Department of Biochemistry and Molecular Biology, The University of Texas Medical Branch, Galveston, Texas 77555, United States.
Anal Chem. 2012 Mar 20;84(6):3026-32. doi: 10.1021/ac203255e. Epub 2012 Mar 7.
Improvements in the mass accuracy and resolution of mass spectrometers have greatly aided mass spectrometry-based proteomics in profiling complex biological mixtures. With the use of innovative bioinformatics approaches, high mass accuracy and resolution information can be used for filtering chemical noise in mass spectral data. Using our recent algorithmic developments, we have generated the mass distributions of all theoretical tryptic peptides composed of 20 natural amino acids and with masses limited to 3.5 kDa. Peptide masses are distributed discretely, with well-defined peak clusters separated by empty or sparsely populated trough regions. Accurate models for peak centers and widths can be used to filter peptide signals from chemical noise. We modeled mass defects, the difference between monoisotopic and nominal masses, and peak centers and widths in the peptide mass distributions. We found that peak widths encompassing 95% of all peptide sequences are substantially smaller than previously thought.
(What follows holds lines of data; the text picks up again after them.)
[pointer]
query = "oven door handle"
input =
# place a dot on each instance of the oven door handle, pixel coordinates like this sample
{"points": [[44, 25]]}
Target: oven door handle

The result has implications for filtering out larger stretches of the mass axis. Mass defects of peptides exhibit an oscillatory behavior which is damped at high mass values. The periodicity of the oscillations is about 14 Da which is the most common difference between the masses of the 20 natural amino acids. To determine the effects of amino acid modifications on our findings, we examined the mass distributions of peptides composed of the 20 natural amino acids, oxidized Met, and phosphorylated Ser, Thr, and Tyr. We found that extension of the amino acid set by modifications increases the 95% peak width. Mass defects decrease, reflecting the fact that the average mass defect of natural amino acids is larger than that of oxidized Met. We propose that a new model for mass defects and peak widths of peptides may improve peptide identifications by filtering chemical noise in mass spectral data.
质谱仪的质量精度和分辨率的提高极大地促进了基于质谱的蛋白质组学在分析复杂生物混合物方面的应用。通过使用创新的生物信息学方法,可以将高质量精度和分辨率的信息用于过滤质谱数据中的化学噪声。利用我们最近的算法发展,我们生成了由 20 种天然氨基酸组成且质量限制在 3.5 kDa 以内的所有理论胰蛋白酶肽的质量分布。肽质量呈离散分布,具有定义明确的峰簇,峰簇之间有空隙或稀疏的低谷区。可以使用准确的峰中心和峰宽模型来过滤肽信号中的化学噪声。我们对质量缺陷(即单同位素和名义质量之间的差异)以及肽质量分布中的峰中心和峰宽进行了建模。我们发现,包含 95%所有肽序列的峰宽明显小于之前的预期。这一结果对过滤掉质量轴上更大的区域有影响。肽的质量缺陷表现出一种在高质量值处被阻尼的振荡行为。这种振荡的周期性约为 14 Da,这是 20 种天然氨基酸质量差异中最常见的一种。为了确定氨基酸修饰对我们研究结果的影响,我们检查了由 20 种天然氨基酸、氧化的 Met、磷酸化的 Ser、Thr 和 Tyr 组成的肽的质量分布。我们发现,通过修饰扩展氨基酸集增加了 95%的峰宽。质量缺陷减少,反映了天然氨基酸的平均质量缺陷大于氧化 Met 的事实。我们提出,一种新的肽质量缺陷和峰宽模型可以通过过滤质谱数据中的化学噪声来提高肽鉴定的准确性。